The search giant envisions a future in which security technologies are engineered-in, security operations are no longer part of a siloed center, niche security talent gets democratized and shared responsibility evolves to shared fate. To realize its vision, Google Cloud has announced a number of new products and solutions designed to help organizations address their most pressing security challenges.
First off the company is making its cloud-native, managed intrusion detection system Cloud IDS available to organizations to help them detect malware, spyware, command-and-control attacks and other network-based threats. Cloud IDS is built with advanced threat detection technologies from Palo Alto Networks that make it possible for the system to detect malicious activity with low false positives.
Deployment takes just a few clicks and the service is easy to operate as Google manages scaling, availability and threat detection updates. At the same time, Cloud IDS can also be used with an organization’s existing SIEM and SOAR solutions to gain additional visibility into network threats. In its public preview, Cloud IDS will integrate with the Splunk Cloud Platform, Splunk Enterprise Platform, Exabeam Advanced Analytics, The Devo Platform and Palo Alto Networks’ Cortex XSOAR.
Automatic Security Operations
As modernizing security operations programs to protect against the latest threats is a significant undertaking, Google Cloud has also announced Automatic Security Operations to help guide organizations through this journey.
Automatic Security Operations combines products, integrations, blueprints, technical content and an accelerator program to enable customers to take advantage of the company’s technology stack built on Chronicle and its deep security operations expertise. However, Google Cloud will also be partnering with BT to bring its Automatic Security Operations solution to the managed security services market.

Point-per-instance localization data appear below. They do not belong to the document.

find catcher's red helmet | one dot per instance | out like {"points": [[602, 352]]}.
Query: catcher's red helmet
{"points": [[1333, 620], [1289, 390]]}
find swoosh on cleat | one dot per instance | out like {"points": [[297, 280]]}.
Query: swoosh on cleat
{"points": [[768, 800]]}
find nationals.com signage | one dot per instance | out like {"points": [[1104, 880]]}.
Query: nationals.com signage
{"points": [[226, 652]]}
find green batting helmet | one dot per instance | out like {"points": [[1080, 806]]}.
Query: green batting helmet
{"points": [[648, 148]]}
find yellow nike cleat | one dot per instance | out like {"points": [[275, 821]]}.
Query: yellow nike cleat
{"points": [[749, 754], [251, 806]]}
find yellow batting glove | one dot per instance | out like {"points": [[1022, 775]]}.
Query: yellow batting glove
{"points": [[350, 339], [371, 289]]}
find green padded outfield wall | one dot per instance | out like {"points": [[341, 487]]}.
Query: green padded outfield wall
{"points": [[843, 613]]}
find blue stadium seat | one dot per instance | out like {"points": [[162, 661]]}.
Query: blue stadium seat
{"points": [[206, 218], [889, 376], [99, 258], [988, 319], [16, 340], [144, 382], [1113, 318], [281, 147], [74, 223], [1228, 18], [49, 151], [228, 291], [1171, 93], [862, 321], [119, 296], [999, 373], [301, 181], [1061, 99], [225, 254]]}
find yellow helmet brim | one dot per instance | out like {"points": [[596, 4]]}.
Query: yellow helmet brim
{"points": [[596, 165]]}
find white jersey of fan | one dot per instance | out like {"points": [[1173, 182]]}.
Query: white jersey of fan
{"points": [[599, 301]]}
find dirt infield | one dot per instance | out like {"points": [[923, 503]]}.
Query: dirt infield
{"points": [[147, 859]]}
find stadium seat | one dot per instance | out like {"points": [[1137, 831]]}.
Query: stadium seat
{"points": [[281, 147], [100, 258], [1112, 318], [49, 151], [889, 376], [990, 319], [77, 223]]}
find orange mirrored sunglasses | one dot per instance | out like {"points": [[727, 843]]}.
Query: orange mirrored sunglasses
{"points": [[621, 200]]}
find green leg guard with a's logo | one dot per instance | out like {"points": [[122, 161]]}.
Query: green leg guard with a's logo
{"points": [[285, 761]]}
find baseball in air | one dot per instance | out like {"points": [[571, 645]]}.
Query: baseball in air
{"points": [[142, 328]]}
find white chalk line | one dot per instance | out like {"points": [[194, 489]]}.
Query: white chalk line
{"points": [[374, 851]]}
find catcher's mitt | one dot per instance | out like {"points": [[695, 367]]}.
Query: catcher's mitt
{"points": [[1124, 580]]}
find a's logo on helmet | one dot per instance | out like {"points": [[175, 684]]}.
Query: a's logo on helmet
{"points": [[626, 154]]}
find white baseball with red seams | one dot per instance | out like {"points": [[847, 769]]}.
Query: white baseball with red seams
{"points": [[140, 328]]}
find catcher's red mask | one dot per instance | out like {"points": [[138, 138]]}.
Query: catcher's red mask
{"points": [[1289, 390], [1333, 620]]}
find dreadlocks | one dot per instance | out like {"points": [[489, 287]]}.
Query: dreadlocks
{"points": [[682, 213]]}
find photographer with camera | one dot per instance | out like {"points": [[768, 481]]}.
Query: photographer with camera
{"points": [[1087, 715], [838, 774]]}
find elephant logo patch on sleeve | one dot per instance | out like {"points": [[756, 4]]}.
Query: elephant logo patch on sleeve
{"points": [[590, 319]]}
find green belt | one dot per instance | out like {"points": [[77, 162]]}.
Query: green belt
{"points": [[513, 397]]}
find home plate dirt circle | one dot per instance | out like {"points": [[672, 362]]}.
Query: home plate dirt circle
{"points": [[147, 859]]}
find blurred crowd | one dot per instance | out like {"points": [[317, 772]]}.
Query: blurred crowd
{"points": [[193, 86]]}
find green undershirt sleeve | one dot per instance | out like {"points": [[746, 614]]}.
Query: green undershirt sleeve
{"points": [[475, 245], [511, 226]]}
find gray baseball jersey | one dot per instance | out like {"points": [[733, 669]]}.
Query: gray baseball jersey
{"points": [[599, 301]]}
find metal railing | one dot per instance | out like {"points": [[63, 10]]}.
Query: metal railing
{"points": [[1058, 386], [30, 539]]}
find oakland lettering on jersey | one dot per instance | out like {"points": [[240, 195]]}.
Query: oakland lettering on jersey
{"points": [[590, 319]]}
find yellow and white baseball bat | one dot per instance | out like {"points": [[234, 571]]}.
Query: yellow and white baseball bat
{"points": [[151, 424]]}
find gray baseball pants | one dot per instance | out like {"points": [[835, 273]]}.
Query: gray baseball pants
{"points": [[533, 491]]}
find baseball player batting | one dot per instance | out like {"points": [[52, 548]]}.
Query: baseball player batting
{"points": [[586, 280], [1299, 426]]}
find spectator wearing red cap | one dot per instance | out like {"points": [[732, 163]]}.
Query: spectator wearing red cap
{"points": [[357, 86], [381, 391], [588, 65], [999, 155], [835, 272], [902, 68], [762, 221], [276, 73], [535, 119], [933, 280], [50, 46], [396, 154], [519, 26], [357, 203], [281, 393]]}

The company’s cloud-native security analytics platform Chronicle is also getting an upgrade as it now integrates with the company’s Looker and BigQuery platforms. Security teams can now access new Looker-driven dashboards that show high level insights on ingested events, alerts and a global threat map, an overview of all security telemetry ingested into Chronicle, a granular view into IOC matches detected in Chronicle, detailed insights into triggered detection rules and insights into sign-in data across their organization.
Finally Google has announced that it will expand the availability of its Risk Protection Program to all Google Cloud customers in public preview.